La guerra se define como la lucha armada prolongada entre dos o más naciones; y es que, aunque sea difícil de entender para muchos, la guerra es una de las características principales de la civilización. ¿Pero está la guerra necesariamente ligada a la existencia humana?
Desde los orígenes de la humanidad hasta la formación de nuestros Estados modernos, nosotros hemos cambiado mucho, y también lo ha hecho el modo en que nos enfrentamos entre nosotros. Conforme han pasado los siglos, se han añadido nuevas armas, nuevas estrategias, y hemos alcanzado, con ellas, nuevos niveles de destrucción y barbarie.

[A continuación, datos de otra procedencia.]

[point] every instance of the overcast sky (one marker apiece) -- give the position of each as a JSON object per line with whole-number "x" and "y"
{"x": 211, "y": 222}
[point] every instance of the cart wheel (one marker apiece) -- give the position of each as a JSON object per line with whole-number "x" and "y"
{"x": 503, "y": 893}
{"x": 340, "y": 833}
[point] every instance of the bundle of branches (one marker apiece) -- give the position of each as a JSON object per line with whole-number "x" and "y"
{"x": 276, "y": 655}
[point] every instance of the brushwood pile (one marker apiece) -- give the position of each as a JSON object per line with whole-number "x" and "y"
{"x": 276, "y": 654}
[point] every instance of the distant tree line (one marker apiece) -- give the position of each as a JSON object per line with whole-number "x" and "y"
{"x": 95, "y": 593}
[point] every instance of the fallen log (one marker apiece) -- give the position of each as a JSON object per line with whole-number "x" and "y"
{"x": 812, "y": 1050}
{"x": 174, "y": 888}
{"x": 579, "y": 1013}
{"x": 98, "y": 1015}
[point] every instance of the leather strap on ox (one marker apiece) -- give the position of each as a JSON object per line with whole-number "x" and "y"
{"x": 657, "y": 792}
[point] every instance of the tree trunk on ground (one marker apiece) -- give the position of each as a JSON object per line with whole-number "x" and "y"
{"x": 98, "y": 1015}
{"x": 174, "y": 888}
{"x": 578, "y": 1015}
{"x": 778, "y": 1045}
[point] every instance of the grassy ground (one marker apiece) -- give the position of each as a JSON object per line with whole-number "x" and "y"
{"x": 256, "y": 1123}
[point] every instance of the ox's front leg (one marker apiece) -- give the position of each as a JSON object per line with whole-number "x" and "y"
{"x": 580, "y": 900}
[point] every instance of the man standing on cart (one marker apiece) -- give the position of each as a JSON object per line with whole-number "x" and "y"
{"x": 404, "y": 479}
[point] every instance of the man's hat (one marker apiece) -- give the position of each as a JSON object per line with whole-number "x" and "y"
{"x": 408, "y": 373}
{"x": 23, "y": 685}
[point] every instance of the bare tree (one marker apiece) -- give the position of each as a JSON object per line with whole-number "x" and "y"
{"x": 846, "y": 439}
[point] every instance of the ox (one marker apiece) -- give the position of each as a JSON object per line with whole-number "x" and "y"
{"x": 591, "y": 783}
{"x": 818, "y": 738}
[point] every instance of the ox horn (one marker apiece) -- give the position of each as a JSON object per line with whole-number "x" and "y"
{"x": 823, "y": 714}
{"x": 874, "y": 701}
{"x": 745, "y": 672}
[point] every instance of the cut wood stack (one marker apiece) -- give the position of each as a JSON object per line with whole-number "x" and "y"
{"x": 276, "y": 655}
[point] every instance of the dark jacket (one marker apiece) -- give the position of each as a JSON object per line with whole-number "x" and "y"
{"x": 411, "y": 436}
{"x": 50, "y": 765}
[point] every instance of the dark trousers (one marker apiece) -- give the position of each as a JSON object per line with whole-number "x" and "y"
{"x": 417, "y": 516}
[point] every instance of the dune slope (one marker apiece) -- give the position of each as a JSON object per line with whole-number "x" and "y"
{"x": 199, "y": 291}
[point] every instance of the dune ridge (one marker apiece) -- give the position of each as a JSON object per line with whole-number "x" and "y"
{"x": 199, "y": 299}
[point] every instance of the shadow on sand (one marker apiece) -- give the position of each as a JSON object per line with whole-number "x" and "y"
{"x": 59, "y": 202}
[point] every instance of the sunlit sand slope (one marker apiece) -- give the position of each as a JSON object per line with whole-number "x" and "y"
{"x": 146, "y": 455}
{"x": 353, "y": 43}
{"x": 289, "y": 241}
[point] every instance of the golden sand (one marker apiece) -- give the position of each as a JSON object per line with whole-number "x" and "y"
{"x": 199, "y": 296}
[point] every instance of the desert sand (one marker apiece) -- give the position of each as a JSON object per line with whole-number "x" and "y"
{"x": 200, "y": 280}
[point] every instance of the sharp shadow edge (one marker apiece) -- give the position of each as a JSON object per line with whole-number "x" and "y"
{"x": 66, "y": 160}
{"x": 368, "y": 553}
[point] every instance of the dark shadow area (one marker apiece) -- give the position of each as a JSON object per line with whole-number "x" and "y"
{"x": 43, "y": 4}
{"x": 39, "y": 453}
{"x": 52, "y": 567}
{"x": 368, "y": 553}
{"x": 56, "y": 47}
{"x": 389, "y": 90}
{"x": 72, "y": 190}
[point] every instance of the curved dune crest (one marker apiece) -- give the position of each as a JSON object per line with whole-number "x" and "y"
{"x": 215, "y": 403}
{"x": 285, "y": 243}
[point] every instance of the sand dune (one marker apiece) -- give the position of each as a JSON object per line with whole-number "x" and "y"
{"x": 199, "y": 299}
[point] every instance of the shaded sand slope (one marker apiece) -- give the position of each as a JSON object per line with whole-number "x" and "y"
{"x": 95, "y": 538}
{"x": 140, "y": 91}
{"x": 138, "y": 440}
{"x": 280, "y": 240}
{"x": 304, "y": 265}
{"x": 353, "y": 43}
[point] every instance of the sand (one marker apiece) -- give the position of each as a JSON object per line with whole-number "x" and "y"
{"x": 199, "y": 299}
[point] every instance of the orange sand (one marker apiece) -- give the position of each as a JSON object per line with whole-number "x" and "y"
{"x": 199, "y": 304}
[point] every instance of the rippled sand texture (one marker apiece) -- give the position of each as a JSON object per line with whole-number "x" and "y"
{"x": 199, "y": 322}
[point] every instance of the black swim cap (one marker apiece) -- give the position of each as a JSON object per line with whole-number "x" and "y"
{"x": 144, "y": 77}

Puede decirse que la II Guerra Mundial, con sus aproximadamente 60 millones de muertos, representó un punto de inflexión. Por vez primera, un conflicto hizo temer a la humanidad entera por su propia y total autodestrucción. Desde entonces han seguido existiendo guerras, pero enfocadas de un modo diferente, despojadas de cualquier atisbo de virtud y con una mayor prudencia en lo relativo a ellas por parte de los gobernantes que las ponen en marcha. Con la llegada de las armas nucleares, la humanidad tuvo la certeza de que el próximo gran enfrentamiento podía, literalmente, acabar con la vida en el planeta Tierra.
A pesar de esto, la tendencia autodestructiva y ambiciosa del ser humano provoca que los conflictos entre naciones sigan existiendo. Las grandes potencias buscan la continua mejora armamentística, hasta el punto de que unas pocas personas tienen la posibilidad de apretar un simple botón que podría poner punto final a la historia de la humanidad. El apocalipsis que muchas religiones predicaban no sería a manos de un dios o de ningún otro ser sobrenatural, sino del propio ser humano, tan natural como cualquier otro que exista actualmente en la tierra.
En todos los libros que cuentan la historia de nuestra especie, en los conflictos a gran escala, sean por conflictos religiosos o por mera ambición humana de poder, la guerra siempre ha sido el medio por el cual se ha demostrado la superioridad de unos sobre otros de nuestra misma especie. Las formas de librar guerras han ido evolucionando junto con nosotros. Lo único que no ha cambiado han sido los motivos por los cuales se dan: el deseo de superioridad. En mi opinión, la guerra es connatural al ser humano, debido a que, por mucho que cambiemos, la codicia humana es nuestro instinto más primario y el motivo real de la existencia de la guerra.